Publisher's Synopsis
For nearly forty years, Donald R. Burleson has been a leading authority on H. P. Lovecraft. Beginning in the late 1970s, he has written article after article that have cumulatively reshaped our understanding of the dreamer from Providence. Among his earlier papers can be found searching analyses of the influence of Nathaniel Hawthorne, Ambrose Bierce, and others on Lovecraft; studies of the topographical sources for such major stories as "The Dunwich Horror" and "The Whisperer in Darkness"; and pioneering studies of mythic elements in "The Dunwich Horror" and "The Colour out of Space."
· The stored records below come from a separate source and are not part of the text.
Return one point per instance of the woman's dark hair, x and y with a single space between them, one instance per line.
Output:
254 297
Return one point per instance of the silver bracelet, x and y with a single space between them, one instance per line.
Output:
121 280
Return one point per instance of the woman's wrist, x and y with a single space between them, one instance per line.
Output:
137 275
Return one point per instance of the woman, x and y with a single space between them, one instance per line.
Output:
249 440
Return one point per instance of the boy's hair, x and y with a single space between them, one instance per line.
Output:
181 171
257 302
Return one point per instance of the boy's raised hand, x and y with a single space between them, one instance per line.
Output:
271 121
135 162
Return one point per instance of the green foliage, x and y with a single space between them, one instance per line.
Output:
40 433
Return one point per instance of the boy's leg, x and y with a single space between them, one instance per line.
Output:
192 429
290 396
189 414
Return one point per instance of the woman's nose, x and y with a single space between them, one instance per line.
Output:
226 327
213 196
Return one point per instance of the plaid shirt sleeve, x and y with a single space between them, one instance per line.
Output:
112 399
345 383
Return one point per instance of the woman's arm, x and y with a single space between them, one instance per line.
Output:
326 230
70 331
Later essays by Burleson venture into more challenging territory, as his bold adoption of poststructuralist literary methodologies have led to new ways of looking at Lovecraft's work. Examing the Providence writer through the lens of deconstruction, Burleson provides innovative interpretations of Lovecraft's prose style, his use of gender, and his relations to such writers as Herman Melville and Friedrich Nietzsche. As a practicing mathematician, Burleson has also studied Lovecraft's use of cryptography and higher mathematics. Burleson is one of the most sensitive students of Lovecraft's oft-neglected poetry, writing penetrating analyses of such poems as "Nemesis," "The Ancient Track," and his touching poem on the death of a cat, "Little Sam Perkins." In all, this collection is a concentrated distillation of the decades of work by a pioneering scholar. Donald R. Burleson is the author of H. P. Lovecraft: A Critical Study (1983), Lovecraft: Disturbing the Universe (1990), and other works. He has also written novels and story collections, and is the publisher of Black Mesa Press. With his wife, the writer Mollie L. Burleson, he lives in Roswell, New Mexico.